Tuesday, January 13, 2009

Two Minor Successes

Russell Pass, Everglades
No LL

I'm proud to report two minor successes yesterday.

Number one: Since last summer in Rockland, I've been toying with my sextant. I've been trying to learn to take a sighting and to reduce the reading to latitude and longitude. After all, celestial navigation is a must for any serious sailor; especially one who has had direct experience at seeing all our electronics wiped out with a single stroke of lightning.

I originally had a beat up cheap plastic sextant that I bought on Ebay way back in 2004. I resisted buying the Nautical Almanac. Such almanacs are expensive and they only cover one year. Instead I tried using the examples and mini tables that came with the sextant's user manual. The best I was able to do was to locate myself with an error of 150 miles.
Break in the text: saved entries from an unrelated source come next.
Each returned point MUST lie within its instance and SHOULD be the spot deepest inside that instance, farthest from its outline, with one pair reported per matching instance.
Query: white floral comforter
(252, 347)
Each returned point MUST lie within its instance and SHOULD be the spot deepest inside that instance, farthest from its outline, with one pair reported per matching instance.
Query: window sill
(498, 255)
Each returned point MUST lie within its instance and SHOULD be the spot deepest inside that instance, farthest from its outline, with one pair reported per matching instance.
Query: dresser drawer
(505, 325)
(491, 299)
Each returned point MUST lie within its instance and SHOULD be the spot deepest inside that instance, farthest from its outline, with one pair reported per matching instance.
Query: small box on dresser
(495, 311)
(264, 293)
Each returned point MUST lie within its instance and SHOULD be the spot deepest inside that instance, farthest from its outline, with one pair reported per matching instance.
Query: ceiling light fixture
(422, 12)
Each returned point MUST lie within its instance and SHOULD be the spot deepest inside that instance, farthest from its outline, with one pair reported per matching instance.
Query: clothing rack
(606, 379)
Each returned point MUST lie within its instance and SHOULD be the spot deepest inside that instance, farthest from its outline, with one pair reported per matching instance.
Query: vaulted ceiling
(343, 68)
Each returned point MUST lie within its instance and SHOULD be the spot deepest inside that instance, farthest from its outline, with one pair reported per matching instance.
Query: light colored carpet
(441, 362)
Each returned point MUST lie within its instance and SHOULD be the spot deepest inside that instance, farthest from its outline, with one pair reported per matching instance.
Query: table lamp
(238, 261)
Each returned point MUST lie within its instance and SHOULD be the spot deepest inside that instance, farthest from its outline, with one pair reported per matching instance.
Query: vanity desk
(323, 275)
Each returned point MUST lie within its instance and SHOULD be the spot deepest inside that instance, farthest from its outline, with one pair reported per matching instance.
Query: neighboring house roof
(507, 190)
Now I have a new cheap plastic sextant. I also have three books on how to do it and a 2008 Nautial Almanac (which includes a secret tip in the footnotes telling how to use it for 2009). However, I can only practice when out to sea when we have clear sight of the true horizon as well as the celestial bodies. Yesterday, out at sea I was for the first time able to take a sighting and reduce it to a position that was less than 1 mile from where the GPS said we were. Hooray.

What a pain in the next it has been. All three books I have are terribly dense, obtuse, and I think full of bugs. I consider it a bug when a numerical example contains a number with no explanation of where it came from. I consider it a bug when the example says, X came from table Y by looking up factors A and B, but when I look look up (Y,A,B) the answer is not X. More infuriating, each of the three books does it differently. I have mastered a lot of difficult subjects in the past, but this
is one of the hardest. Perhaps I'm getting old.
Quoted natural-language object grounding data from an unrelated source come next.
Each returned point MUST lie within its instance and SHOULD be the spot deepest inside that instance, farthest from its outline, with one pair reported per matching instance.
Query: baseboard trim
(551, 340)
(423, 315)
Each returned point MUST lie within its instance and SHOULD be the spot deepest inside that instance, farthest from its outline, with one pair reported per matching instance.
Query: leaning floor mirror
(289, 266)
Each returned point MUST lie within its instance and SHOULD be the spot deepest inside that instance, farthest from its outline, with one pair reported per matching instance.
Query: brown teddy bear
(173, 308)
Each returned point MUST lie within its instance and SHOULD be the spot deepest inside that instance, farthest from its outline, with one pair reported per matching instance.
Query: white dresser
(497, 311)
Number two: salt air is an enemy of all things electrical. The contacts corrode and become non conductive. Boat wiring can be protected by tinning the wire, coating the connection in grease, then encapsulating it with heat-shrinkable tubing. You can't do that with cell phones, radios, computers, hand held GPS' and the like. I have constant connections with the power connection or the battery contacts, only working intermittantly. A year ago, I bought a tube of conductive carbon-impregnated
grease. It was a compromise. The online vendor also had silver impregnated and gold impregnated greases but those were too expensive. When it arrived, I threw the tube into a tool box and forgot about it. Yesterday, when cursing my hand-held GPS' refusal to power up, I remembered the grease. I tried it, and it worked fine. All I have to do is to put a tiny amount of this carbon grease on the end of a Q-Tip, then wipe the contact surfaces. Horray.